Friday, May 23, 2008
Motivation. It’s that most fleeting qualities. With it, you have the power to dig deep in training. Every day is another opportunity to work toward a better you. It is the savings account from which you draw the fortitude to bury the needle for another few seconds, to refuse the slice of cake, to head out for the ride in the dark.
It is as mysterious in its presence as it is in its absence. Its switches are nonsensical, ironic. One bad ride can light a fire that melts the asphalt beneath your wheels two days later. Or it can lead to a sense of futility causing you to skip rides, fall off the PROgram, pig out, even.
When the well is empty life is duller for it. There’s no spring to your step, 20 miles can seem long and cleaning the bike is just a chore that can be put off for another week. Forget about intervals. Why go hard? What’s the point?
And there’s the mystery: We know why. We know that the feeling that comes from riding well can kill office stress, melt daily disappointments and enable us to ride with the lead group at Flanders. Okay, maybe not that last, but you must admit, when the well is full you feel totally PRO. You ride with wattage to spare.
But the empty well can be depression itself. It is the cycle of disappointment that feeds on disappointment, the snake that eats its tail, but instead of winking out of existence, it grows. How we reverse that vicious cycle is anyone’s guess. A blue sky that moves one rider back to the saddle can fill another with shame for the days missed.

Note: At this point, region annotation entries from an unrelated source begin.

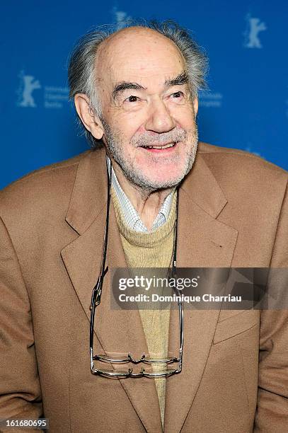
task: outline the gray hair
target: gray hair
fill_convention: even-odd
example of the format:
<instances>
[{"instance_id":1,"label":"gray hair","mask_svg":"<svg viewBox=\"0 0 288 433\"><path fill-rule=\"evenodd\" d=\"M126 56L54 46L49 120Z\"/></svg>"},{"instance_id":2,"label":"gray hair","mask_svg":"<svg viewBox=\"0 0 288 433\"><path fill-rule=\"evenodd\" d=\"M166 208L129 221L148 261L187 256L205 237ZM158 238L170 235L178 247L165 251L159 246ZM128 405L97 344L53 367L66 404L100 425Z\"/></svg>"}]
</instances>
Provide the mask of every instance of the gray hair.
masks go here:
<instances>
[{"instance_id":1,"label":"gray hair","mask_svg":"<svg viewBox=\"0 0 288 433\"><path fill-rule=\"evenodd\" d=\"M100 119L101 107L95 82L95 60L98 50L100 44L113 33L122 28L134 26L154 30L172 40L179 48L186 62L186 71L193 99L200 90L207 88L205 76L208 70L208 59L206 54L192 38L189 31L177 23L170 20L162 23L143 20L123 21L120 28L119 23L100 26L80 39L72 51L68 67L70 99L74 99L77 93L84 93L89 98L91 109ZM85 129L85 133L93 146L100 145L100 141L95 139L89 131Z\"/></svg>"}]
</instances>

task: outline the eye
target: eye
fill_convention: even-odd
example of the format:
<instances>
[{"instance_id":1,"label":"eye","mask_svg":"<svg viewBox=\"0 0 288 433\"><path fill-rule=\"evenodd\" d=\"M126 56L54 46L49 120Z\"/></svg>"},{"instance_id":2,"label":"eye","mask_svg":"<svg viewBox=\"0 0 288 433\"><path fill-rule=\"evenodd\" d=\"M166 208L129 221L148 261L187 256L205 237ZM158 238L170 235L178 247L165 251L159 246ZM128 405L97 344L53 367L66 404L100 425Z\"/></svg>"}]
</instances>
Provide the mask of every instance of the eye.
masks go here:
<instances>
[{"instance_id":1,"label":"eye","mask_svg":"<svg viewBox=\"0 0 288 433\"><path fill-rule=\"evenodd\" d=\"M172 98L173 99L180 99L180 98L183 98L184 93L183 92L180 92L180 91L174 92L174 93L172 93L171 96L172 96Z\"/></svg>"},{"instance_id":2,"label":"eye","mask_svg":"<svg viewBox=\"0 0 288 433\"><path fill-rule=\"evenodd\" d=\"M129 98L125 99L125 101L127 101L127 102L137 102L138 100L139 100L138 96L134 96L133 95L131 95L130 96L129 96Z\"/></svg>"}]
</instances>

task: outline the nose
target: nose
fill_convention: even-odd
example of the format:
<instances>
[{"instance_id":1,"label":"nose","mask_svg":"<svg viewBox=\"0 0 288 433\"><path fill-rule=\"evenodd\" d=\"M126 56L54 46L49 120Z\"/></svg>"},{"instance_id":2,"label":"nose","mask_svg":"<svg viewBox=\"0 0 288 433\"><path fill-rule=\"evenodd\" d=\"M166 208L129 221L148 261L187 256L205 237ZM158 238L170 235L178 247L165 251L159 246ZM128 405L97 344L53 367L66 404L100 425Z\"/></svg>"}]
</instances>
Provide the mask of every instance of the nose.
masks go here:
<instances>
[{"instance_id":1,"label":"nose","mask_svg":"<svg viewBox=\"0 0 288 433\"><path fill-rule=\"evenodd\" d=\"M176 123L163 100L157 99L150 103L149 115L145 123L146 131L168 132Z\"/></svg>"}]
</instances>

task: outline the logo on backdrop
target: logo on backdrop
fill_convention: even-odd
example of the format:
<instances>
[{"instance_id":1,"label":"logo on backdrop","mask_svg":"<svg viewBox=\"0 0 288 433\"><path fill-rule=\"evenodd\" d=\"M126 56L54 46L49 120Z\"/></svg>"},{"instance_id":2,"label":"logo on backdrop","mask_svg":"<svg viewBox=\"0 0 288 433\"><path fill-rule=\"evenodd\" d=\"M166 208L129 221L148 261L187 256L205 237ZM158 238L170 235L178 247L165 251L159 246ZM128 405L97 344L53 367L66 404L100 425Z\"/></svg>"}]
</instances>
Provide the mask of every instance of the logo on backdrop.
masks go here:
<instances>
[{"instance_id":1,"label":"logo on backdrop","mask_svg":"<svg viewBox=\"0 0 288 433\"><path fill-rule=\"evenodd\" d=\"M18 75L20 84L16 93L18 107L38 107L33 98L33 92L42 89L41 101L44 108L63 108L69 100L67 87L59 86L41 86L40 81L32 74L26 74L21 71Z\"/></svg>"},{"instance_id":2,"label":"logo on backdrop","mask_svg":"<svg viewBox=\"0 0 288 433\"><path fill-rule=\"evenodd\" d=\"M113 21L117 23L117 28L118 30L123 27L125 21L131 19L131 16L128 16L126 12L120 11L116 6L112 10L112 15L113 16Z\"/></svg>"},{"instance_id":3,"label":"logo on backdrop","mask_svg":"<svg viewBox=\"0 0 288 433\"><path fill-rule=\"evenodd\" d=\"M24 71L21 71L18 76L20 86L18 91L18 105L21 107L37 107L33 93L36 89L41 88L39 80L36 80L33 75L26 75Z\"/></svg>"},{"instance_id":4,"label":"logo on backdrop","mask_svg":"<svg viewBox=\"0 0 288 433\"><path fill-rule=\"evenodd\" d=\"M259 33L267 30L266 24L258 18L246 16L247 29L244 33L244 47L246 48L262 48Z\"/></svg>"}]
</instances>

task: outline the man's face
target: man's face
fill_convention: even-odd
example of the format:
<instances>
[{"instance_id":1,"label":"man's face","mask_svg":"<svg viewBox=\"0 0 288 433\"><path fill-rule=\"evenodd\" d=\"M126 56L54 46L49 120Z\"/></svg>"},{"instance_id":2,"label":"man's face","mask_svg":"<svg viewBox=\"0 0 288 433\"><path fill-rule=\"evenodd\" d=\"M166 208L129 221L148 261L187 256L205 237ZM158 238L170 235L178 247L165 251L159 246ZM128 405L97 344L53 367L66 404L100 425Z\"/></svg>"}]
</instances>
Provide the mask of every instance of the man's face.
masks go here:
<instances>
[{"instance_id":1,"label":"man's face","mask_svg":"<svg viewBox=\"0 0 288 433\"><path fill-rule=\"evenodd\" d=\"M101 47L96 74L103 140L124 175L150 190L177 185L197 144L197 100L178 48L154 31L126 29Z\"/></svg>"}]
</instances>

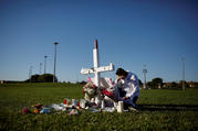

For those who’ve had the well run dry, you know the revulsion you feel for the big ring, a stomach-turning horror that makes overtraining seem like simple recovery between intervals. The dry well is the existential crisis that causes you to ask the unthinkable: “Why do I ride a bike?”
And yet, the reprieve is always around the corner. Whether it’s the ’89 Tour, a rerun of Breaking Away or a warm day too beautiful not to ride, we all have our triggers. Thank heaven. And for all the heartache of the empty well, we can suddenly find ourselves seeing once again the natural order of the world. The bicycle is a thing of beauty, a potent antidote to the world’s ills, an eternal E-ticket ride.
As if we were hawks riding thermals, one good ride begets another and another. We’re easier to live with, if utterly verbose about our exploits. We conduct our days more efficiently as we divide the day between riding and the activities that support it, and all the rest.
So powerful is the full well that we find cues to even more motivation in elements as simple as the open road. That shouldn’t strike us as a surprise, though. It was always thus: Half our love of cycling is a love of the open road itself and that ribbon of asphalt is life unfolding in an ever unexpected way.